The loans therefore affected men and women differently; according to the findings, there were more men who changed their forms of trade than women while there were more women who quit employment to start their own businesses after acquiring the loans. The effects were gauged using different livelihood measure such as sources of water, types of shelter, other physical assets and forms of trade/occupation. The loans improved water provision for both men and women but had greater impact on women than men. This can be attributed to gender roles in the local community with the role of fetching water being assigned to women. The status of men respondents (14.0%) in terms of house ownership still remained the same even after borrowing loans. However, there was increase in houses built by women to (84.1 %,). After borrowing, there was an increase in motor vehicle ownership by men respondents to (30.0%) as well as ownership by women respondents to (8.7%) from zero before borrowing.
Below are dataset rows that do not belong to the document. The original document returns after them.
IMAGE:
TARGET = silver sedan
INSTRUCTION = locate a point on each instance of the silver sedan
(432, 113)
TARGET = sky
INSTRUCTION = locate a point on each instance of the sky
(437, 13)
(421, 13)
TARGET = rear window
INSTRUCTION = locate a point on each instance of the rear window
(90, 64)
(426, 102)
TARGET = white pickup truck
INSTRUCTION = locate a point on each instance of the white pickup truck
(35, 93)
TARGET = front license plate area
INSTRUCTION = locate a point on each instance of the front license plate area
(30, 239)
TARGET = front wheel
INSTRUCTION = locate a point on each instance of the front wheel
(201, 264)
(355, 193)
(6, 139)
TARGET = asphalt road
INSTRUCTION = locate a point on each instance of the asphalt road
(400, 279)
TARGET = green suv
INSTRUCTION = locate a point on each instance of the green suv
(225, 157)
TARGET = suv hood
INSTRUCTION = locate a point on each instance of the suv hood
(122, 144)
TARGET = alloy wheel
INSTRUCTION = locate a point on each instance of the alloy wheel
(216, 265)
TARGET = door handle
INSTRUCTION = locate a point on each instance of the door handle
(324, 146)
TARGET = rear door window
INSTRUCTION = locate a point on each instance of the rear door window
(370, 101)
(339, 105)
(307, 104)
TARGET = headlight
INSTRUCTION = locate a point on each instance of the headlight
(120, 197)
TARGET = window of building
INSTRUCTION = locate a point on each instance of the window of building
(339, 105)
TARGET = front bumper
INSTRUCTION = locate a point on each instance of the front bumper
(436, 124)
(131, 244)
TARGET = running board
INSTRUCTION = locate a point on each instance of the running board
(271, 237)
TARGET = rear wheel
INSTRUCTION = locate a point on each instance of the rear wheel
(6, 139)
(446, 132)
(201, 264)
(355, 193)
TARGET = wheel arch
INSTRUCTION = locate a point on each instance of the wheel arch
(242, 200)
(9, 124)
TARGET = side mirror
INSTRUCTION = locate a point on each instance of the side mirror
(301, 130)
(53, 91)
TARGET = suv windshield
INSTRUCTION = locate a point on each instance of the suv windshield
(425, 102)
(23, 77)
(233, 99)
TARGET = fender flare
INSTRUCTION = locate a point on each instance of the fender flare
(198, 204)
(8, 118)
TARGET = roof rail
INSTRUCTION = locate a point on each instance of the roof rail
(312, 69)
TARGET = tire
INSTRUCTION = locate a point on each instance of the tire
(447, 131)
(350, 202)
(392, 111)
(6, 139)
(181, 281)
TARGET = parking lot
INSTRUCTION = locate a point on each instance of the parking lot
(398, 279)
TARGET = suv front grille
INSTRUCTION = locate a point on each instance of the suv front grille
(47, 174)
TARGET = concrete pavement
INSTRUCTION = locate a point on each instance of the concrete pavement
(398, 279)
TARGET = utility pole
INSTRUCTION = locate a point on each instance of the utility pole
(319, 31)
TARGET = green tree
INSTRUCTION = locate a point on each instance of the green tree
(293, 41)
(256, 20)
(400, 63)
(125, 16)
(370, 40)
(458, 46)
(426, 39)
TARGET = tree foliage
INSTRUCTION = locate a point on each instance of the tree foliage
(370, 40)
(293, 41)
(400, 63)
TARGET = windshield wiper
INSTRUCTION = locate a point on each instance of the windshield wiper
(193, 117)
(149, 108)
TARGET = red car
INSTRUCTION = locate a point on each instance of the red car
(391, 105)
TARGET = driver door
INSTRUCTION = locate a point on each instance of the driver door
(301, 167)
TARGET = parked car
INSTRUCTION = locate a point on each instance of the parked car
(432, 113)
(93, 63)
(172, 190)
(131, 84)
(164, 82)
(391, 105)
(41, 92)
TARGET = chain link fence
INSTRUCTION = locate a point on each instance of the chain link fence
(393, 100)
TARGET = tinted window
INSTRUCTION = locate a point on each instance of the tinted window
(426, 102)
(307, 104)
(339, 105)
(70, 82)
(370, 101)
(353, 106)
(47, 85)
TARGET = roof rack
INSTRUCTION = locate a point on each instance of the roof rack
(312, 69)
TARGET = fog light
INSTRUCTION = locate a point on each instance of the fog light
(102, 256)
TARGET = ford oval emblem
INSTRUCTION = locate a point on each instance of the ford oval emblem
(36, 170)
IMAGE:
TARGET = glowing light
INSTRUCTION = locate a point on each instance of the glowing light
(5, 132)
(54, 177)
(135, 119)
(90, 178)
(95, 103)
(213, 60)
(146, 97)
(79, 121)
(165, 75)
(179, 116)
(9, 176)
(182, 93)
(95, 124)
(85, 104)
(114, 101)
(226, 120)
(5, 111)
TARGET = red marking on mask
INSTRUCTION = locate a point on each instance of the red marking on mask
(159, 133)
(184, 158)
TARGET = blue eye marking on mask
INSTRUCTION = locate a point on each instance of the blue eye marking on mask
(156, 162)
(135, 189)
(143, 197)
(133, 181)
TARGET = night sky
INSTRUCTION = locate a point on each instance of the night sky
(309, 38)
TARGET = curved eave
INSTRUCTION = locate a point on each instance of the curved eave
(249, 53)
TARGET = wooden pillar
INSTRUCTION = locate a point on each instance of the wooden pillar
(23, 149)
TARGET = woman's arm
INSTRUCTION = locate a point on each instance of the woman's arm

However the houses that women built sat on their husbands’ or fathers’ land in most cases. This gives a sense of insecurity for women. There was an increase of up to (58.0%) of men respondents in the purchase of motor cycles as well as women respondents increasing to (9.8%) from?; the study further revealed an up surge of women respondents on the purchase of bicycle to (37.7%) as compared to men respondents at (10.0%). After borrowing, there was high increase in the purchase of mobile phones by men respondents up to (62.0%) and a slight increase by women respondents as well to (31.1%), same to television sets to (38.0%) for men respondents and (21.3%) for women respondents respectively. The findings therefore imply that there was complete change of physical assets ownership after borrowing loans from Sidian banks indicating a positive effect.

CONCLUSION

In conclusion the study found out that there were both positive and negative effects of loans on livelihood improvement for both men and women. Men used their money differently from women. Women reported that they spent their loans on household basic improvement for example educating their children, buying clothes and food. Therefore the literacy level was raised. Others solved the problem of water by buying water tanks, water barrels or digging wells. They also bought donkeys to ease transportation of water and farm produce. This helped not only in provision of water in the households but also saved time for women to do other work. Women bought seeds for food crops such as maize, beans and cow peas.  This too improved the livelihood of households by providing food which is a basic need. There was improvement on housing but at different levels for men and women. There were mixed reactions on the effects of some men moving to urban areas after they acquired loans in order to set up their businesses. Some succeeded and supported their families and kept on saving, borrowing loans and repaying while others changed their lifestyles and deserted their families.

RECOMMENDATIONS

It is necessary for lending institutions, different government organs and other stake holders to work together to support borrowers especially women to overcome the obstacles they face which prevent them from achieving their goals.

There is need to carry out more qualitative studies on the implications of family responsibilities on women borrowers’ utilization. Such studies will have the potential of unearthing challenges that women borrowers face in financial management. Women are the majority of borrowers yet they are taken for granted.

The negative effect of gender based violence sometimes leading to family breakups due to poor utilisation of loans kept coming up. It is important to investigate this further and offer social support to families.